LA188 Final Project:
Irrigation and the High Plains Aquifer

I. Forming some questions

It's easy to obtain large volumes of data, especially from federal agencies, but not so easy to understand it well enough to ask meaningful questions. Therefore I turned to my advisor, Professor Patzek, for help. He suggested investigating the sustainability of grain production in the US, in particular the dependence on irrigation from the High Plains aquifer, which is substantially depleted in parts. Some questions that could be asked:

Background

The High Plains aquifer makes possible today's large-scale agriculture in regions that were too dry to farm before mechanized pumping. It lies under parts of eight states, and stores a volume of water about as large as one of the Great Lakes. This "fossil water", the remains of melted glaciers from the last ice age, had been stored for thousands of years until the development of irrigation starting in the 1940's. Because of its economic importance, the aquifer is intensely studied by the USGS; this background comes from their reports:


II. Outline of solution


III. Finding data

An excellent place to start is the National Atlas download site, which organizes geographic data from many federal agencies.

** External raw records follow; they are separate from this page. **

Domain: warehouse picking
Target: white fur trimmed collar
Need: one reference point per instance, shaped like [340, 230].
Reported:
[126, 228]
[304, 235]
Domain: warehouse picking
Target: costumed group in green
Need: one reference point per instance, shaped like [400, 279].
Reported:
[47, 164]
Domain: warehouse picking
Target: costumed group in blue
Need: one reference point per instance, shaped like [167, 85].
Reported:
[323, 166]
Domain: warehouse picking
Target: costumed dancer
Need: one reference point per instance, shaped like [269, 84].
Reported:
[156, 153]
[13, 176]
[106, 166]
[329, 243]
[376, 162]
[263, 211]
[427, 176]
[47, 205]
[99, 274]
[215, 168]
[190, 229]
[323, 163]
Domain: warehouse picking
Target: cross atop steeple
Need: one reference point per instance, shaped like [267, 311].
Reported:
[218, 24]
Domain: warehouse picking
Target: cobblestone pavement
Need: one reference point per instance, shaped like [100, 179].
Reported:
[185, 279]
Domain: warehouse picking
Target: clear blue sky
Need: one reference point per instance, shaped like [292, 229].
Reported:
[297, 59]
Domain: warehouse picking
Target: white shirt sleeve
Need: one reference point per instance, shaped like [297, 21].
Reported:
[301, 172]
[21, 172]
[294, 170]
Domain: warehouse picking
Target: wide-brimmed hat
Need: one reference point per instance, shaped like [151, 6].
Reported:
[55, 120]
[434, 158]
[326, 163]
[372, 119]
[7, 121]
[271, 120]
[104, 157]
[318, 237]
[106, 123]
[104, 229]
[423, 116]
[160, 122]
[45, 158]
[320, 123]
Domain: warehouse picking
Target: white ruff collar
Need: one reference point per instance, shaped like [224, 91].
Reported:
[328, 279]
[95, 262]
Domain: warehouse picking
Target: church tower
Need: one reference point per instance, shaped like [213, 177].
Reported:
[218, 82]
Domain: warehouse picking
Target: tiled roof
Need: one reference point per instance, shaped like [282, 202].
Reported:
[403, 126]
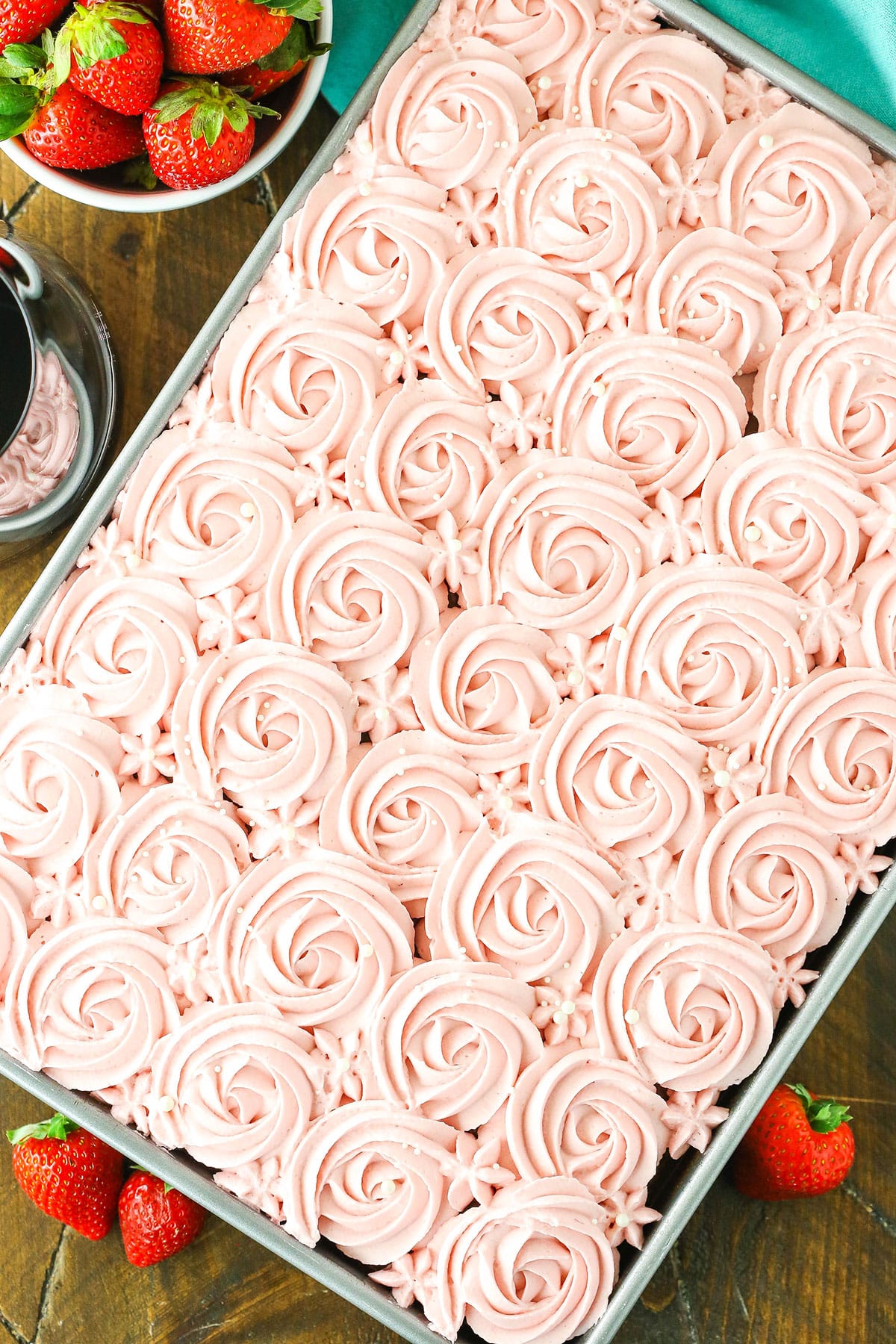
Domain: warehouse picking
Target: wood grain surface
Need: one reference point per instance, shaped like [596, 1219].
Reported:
[743, 1273]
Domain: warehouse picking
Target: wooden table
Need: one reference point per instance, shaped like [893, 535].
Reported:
[743, 1273]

  1. Agriculture: The summaries at the National Atlas turned out to be not detailed enough, so I followed their link to the source, Census of Agriculture, which publishes statistics derived from surveys mailed to all known farms in the nation. The census is taken every five years, most recently in 2002 and 1997. (Selected statistics are shown on national maps.)  The statistics are reported by county, but sometimes data is withheld when there is only one farm reporting in a county, because of confidentiality. A shapefile of county boundaries is available, but I decided not to use it because (according to its metadata) it is intended for display at a national scale, 1:20,000,000 or smaller, so the county boundaries were too simplified and crude for the scale I wanted to work at. For example, here's what Maryland looks like zoomed in to 1:3,000,000:

    Notice that Washington, DC does not exist on the map; it has been subsumed into the neighboring county (highlighted). Therefore, I downloaded only the Data Query Application, which was a very convenient way to extract attribute tables with only the attributes I wanted; these table will be joined to a more detailed shapefile. The statistics I'm most interested in are
  2. High Plains Aquifer: The first Google hit on "High Plains Aquifer" is the High Plains Aquifer Information Network, an academic site which links to the USGS High Plains Regional Ground Water Study, where many GIS data sets are posted, and also to the lookup of USGS datasets by theme "High Plains Aquifer". I got these datasets: 
    Contents Filename USGS location Format Coordinate system Comment
    Aquifer boundary aqbound ofr99-267 coverage GCS_North_American_1983  
    County boundaries at 1:100,000 scale, clipped to the High Plains region. hpcountys hpcountys shapefile NAD_1927_Albers Metadata is in HTML, can't import it!
    State boundaries at 1:100,000, clipped to the High Plains region. hpstate hpstate shapefile NAD_1927_Albers  
    Saturated thickness of aquifer, 1996-97 sattk_97 ofr00-300_sattk9697 shapefile NAD_1927_Albers  
    Water level changes 1980-1997 wlc80_97 ofr00-96_wlc80_97 coverage NAD_1927_Albers  
    See footnotes on downloading.
  3. Water Use: I looked on the National Atlas under Water, and they provide tables of water use gathered by the USGS Water Use Information Program, showing water use by county in categories including public supply, irrigation, industrial, etc. The source of data on irrigation is chiefly State and Federal crop reporting programs, as well as estimates based on irrigated acreages and application rates (see discussion). This is very useful, since the Agriculture Census reported only the number of irrigated acres, not the actual amount of water used for irrigation. I downloaded the water use tables for 1995 and 2000, with their metadata.
  4. Rivers: I got the linear hydrography features from the National Atlas and clipped it to the county boundaries layer. There are too many water features to show on the map at the regional scale, so I selected the four most important rivers (as shown on maps in the USGS report) and exported them as a layer.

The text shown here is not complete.